Father Christopher Pennant has been sent to his very first parish, the sleepy little town of Barrow, Ontario. A town that has more sheep than people, it looks to be a great place to start out. But for some people, Barrow isn’t as idyllic as it seems. Elizabeth Denny is a young woman whose fiancé can’t choose between the sweet woman he is engaged to and the more worldly Jane. Elizabeth turns to Father Pennant for advice, but he is dealing with a crisis of faith when he witnesses three miracles of nature, including a mayor who walks on water.
Pastoral, by André Alexis, is a beautiful and simple novel that looks at the simplicity of rural life through a fresh lens. Based on Beethoven’s Sixth Symphony, the Pastoral, it is a definite stand out from the pack.
This is a wonderful book to read, a book of simplicity yet with so much underneath, just like the town itself.

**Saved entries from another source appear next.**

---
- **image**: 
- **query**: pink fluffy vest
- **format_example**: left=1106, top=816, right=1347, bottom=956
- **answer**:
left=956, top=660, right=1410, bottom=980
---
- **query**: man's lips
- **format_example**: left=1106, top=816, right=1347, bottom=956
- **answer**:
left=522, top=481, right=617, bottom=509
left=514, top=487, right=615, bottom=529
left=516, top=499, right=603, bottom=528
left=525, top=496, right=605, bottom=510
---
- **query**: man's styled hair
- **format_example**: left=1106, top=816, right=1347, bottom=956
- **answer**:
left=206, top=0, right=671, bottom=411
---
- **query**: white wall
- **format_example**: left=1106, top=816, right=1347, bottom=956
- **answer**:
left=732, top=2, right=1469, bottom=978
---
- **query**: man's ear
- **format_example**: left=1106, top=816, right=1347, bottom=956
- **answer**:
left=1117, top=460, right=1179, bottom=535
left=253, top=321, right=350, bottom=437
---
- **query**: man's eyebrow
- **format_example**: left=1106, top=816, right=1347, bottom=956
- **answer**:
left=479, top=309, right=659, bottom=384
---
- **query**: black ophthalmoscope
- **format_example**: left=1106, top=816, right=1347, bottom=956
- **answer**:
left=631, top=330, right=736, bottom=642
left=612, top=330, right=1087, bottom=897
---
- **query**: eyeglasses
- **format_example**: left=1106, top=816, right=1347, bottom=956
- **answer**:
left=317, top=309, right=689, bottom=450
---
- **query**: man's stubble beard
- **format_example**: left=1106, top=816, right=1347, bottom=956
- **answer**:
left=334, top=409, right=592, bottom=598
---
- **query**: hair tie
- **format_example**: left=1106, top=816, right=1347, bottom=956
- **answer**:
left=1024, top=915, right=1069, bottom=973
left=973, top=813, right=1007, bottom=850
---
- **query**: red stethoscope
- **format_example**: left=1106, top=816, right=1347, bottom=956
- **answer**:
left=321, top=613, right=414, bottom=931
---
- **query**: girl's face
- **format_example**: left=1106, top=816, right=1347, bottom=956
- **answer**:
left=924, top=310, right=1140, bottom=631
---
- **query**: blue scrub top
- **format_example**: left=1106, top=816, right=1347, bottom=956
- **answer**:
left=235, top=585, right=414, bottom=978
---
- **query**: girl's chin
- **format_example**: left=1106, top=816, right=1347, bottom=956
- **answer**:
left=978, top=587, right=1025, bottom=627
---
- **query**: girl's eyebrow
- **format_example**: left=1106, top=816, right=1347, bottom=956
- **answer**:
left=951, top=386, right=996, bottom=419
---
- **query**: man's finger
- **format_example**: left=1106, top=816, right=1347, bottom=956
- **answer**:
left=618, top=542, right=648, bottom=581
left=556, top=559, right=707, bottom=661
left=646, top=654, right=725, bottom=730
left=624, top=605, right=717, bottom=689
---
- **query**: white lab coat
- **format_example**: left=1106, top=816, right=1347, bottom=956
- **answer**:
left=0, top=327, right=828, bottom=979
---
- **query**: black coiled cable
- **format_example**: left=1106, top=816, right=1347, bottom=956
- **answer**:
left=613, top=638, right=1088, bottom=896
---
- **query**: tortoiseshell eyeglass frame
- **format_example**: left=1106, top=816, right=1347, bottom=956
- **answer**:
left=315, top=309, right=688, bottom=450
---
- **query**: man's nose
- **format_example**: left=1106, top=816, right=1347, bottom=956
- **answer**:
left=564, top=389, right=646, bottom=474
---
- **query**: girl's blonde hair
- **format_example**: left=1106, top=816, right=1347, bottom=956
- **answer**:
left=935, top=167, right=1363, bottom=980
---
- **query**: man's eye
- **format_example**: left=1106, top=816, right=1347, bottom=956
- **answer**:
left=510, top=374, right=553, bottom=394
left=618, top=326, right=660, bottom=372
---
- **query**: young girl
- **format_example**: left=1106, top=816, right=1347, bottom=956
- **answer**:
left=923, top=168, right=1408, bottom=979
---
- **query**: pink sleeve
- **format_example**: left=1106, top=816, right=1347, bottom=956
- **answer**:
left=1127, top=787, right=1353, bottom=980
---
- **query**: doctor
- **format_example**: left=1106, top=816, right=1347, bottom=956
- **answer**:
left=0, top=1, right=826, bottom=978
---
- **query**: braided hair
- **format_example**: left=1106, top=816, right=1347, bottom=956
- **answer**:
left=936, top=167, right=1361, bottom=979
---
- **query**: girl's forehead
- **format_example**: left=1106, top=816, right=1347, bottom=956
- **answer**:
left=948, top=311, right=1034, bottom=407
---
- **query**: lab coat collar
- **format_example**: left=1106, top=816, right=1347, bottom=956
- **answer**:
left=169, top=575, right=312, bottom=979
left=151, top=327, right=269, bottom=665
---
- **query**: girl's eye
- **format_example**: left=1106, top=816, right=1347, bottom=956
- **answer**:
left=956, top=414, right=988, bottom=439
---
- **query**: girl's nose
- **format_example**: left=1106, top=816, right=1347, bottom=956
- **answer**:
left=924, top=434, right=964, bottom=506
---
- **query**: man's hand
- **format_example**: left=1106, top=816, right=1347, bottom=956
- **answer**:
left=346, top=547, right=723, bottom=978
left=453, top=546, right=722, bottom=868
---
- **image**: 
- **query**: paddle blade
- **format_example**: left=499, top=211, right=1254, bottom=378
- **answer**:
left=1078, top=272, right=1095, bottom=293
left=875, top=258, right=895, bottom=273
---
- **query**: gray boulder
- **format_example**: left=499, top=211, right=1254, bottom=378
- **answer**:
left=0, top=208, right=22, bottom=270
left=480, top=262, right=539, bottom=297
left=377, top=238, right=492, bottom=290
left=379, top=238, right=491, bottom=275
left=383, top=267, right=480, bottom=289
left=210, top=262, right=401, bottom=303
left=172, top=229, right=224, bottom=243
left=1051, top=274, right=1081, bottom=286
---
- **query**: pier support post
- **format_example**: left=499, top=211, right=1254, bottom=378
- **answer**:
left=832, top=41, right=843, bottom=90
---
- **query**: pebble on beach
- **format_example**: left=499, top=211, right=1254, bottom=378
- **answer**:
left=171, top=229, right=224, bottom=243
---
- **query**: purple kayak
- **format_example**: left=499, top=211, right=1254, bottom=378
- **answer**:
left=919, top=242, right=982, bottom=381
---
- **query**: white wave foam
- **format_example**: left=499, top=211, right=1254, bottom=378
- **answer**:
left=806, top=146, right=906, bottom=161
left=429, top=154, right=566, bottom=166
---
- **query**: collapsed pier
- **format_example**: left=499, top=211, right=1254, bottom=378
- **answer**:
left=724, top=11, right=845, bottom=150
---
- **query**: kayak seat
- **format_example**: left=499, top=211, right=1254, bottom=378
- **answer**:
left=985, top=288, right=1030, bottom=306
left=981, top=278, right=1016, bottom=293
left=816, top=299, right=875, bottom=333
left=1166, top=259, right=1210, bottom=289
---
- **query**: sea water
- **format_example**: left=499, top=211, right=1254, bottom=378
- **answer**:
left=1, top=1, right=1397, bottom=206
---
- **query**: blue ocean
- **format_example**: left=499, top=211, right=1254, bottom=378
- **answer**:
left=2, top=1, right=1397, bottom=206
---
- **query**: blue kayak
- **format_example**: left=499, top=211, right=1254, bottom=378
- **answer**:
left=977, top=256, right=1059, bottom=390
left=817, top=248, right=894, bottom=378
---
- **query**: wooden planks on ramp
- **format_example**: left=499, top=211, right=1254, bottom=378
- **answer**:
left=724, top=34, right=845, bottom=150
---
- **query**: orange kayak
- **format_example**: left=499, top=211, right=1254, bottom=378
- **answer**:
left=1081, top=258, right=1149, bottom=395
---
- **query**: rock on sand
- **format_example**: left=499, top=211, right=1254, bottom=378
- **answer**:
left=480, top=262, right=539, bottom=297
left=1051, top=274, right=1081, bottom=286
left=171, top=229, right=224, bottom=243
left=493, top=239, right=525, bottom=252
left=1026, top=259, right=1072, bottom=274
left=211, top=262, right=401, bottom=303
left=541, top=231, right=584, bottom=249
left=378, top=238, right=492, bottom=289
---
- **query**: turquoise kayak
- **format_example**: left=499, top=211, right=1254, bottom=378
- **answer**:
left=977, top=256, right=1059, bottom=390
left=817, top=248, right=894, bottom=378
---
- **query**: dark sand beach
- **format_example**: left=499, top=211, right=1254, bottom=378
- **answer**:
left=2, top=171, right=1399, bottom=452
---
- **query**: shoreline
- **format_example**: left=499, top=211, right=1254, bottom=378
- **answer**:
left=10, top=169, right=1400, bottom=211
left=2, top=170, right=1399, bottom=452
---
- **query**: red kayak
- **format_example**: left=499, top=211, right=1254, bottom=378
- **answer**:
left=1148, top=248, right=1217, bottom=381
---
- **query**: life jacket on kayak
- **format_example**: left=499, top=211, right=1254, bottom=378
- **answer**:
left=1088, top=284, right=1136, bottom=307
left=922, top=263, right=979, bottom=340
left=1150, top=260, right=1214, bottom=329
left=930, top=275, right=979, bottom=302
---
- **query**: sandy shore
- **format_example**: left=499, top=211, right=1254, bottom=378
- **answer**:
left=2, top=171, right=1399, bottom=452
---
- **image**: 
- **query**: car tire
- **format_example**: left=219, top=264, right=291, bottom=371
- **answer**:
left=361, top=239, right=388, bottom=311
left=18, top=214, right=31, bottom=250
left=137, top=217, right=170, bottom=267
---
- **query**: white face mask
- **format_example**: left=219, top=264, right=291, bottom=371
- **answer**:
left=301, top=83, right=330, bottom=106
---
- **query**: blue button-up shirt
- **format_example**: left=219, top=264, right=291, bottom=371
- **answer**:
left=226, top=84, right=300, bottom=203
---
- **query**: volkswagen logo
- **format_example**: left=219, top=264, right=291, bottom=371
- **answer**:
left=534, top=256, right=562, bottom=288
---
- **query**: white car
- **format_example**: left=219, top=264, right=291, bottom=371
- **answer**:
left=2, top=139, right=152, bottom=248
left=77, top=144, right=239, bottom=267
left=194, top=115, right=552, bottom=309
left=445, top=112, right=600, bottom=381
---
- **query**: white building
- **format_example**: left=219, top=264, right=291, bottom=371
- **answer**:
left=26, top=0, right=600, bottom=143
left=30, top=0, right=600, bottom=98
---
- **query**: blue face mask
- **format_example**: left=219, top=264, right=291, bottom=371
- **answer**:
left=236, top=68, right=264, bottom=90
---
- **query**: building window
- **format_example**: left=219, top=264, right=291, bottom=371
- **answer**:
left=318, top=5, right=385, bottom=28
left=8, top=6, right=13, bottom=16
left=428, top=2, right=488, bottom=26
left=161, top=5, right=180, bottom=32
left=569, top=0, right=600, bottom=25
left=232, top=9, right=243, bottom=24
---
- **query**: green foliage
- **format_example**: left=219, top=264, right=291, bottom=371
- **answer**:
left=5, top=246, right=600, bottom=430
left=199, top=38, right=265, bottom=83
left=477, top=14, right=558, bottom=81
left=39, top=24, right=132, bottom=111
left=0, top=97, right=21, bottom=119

Alexis said that he wrote this as an ode to Lambton Country in Ontario, where he lived after immigrating to Canada from Trinidad, and his affection shows. What absolutely drew me in about this book was the fact that you could not tell what time period you are in. Sure there are cars and telephones, but that could span numerous decades. Either way, if you’re reading this book in the city, you are magically transported to a much easier place.
This is a short book, 160 pages, but it is packed full of interesting characters. It is great to discover these people and what they are about along with Father Pennant, and the Father himself is a great character as he finds his beliefs and his faith tested.
Over the past two months I have read a lot of Canadian Literature and this is one of the books that shines bright in the crowd. It’s depiction of life in small-town Ontario is simple, to the point, lovely, and lyrical. This is Can Lit.
Pastoral was shortlisted for the 2014 Writers’ Trust Fiction Prize and is very deserving of this nod.